The value (2^24 + 1) can not be stored.

For very small numbers (i.e. close to zero), you will have a lot of decimal places.

Floating point is to be used with great care because they are very imprecise.

http://en.wikipedia.org/wiki/Single-precision_floating-point_format

For small numbers you can experiment with the program below.

Change the exp variable to set the starting point. The program will show you what the step size is for the range and the first four valid numbers.

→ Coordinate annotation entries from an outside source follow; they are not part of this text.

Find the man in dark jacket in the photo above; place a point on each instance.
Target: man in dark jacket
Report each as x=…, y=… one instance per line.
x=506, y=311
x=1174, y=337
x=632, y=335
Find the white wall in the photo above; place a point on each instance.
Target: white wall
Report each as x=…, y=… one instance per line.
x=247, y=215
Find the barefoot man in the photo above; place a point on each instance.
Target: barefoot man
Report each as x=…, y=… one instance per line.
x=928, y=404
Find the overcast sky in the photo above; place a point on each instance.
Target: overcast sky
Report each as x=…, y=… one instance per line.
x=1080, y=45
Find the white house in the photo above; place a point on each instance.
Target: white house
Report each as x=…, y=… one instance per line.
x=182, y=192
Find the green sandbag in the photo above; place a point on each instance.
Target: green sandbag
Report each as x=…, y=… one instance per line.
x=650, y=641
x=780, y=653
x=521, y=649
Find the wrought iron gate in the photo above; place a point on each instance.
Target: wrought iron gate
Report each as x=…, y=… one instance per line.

int main (int argc, char* argv[])
{
    int exp = -27; // <---  !!!!!!!!!!!
                   // Change this to set starting point for the range
                   // Starting point will be 2 ^ exp

    float f;
    unsigned int *d = (unsigned int *)&f; // Brute force to set f in binary format
    unsigned int e;


    cout.precision(100);

    // Calculate step size for this range
    e = ((127-23) + exp) << 23;
    *d = e;
    cout << "Step size  = " << fixed << f << endl;
    cout << "First 4 numbers in range:" << endl;

    // Calculate first four valid numbers in this range
    e = (127 + exp) << 23;

    *d = e | 0x00000000;
    cout << hex << "0x" << *d << " = " << fixed << f << endl;

    *d = e | 0x00000001;
    cout << hex << "0x" << *d << " = " << fixed << f << endl;

    *d = e | 0x00000002;
    cout << hex << "0x" << *d << " = " << fixed << f << endl;

    *d = e | 0x00000003;
    cout << hex << "0x" << *d << " = " << fixed << f << endl;

    return 0;
}

For exp = -27 the output will be:

Step size  = 0.0000000000000008881784197001252323389053344726562500000000000000000000000000000000000000000000000000
First 4 numbers in range:
0x32000000 = 0.0000000074505805969238281250000000000000000000000000000000000000000000000000000000000000000000000000
0x32000001 = 0.0000000074505814851022478251252323389053344726562500000000000000000000000000000000000000000000000000
0x32000002 = 0.0000000074505823732806675252504646778106689453125000000000000000000000000000000000000000000000000000
0x32000003 = 0.0000000074505832614590872253756970167160034179687500000000000000000000000000000000000000000000000000

Answer 3

const double dBLEPTable_8_BLKHAR[4096] = {

If you change the double in that line to float, then one of two things will happen:

1. At compile time, the compiler will convert the numbers -0.00000000239150987901837200000000 to the float that best represents them, and will then store that data directly into the array.

2. At runtime, during the program initialization (before main() is called!) the runtime that the compiler generated will fill that array with data of type float.

Either way, once you get to main() and to code that you've written, all of that data will be stored as float variables.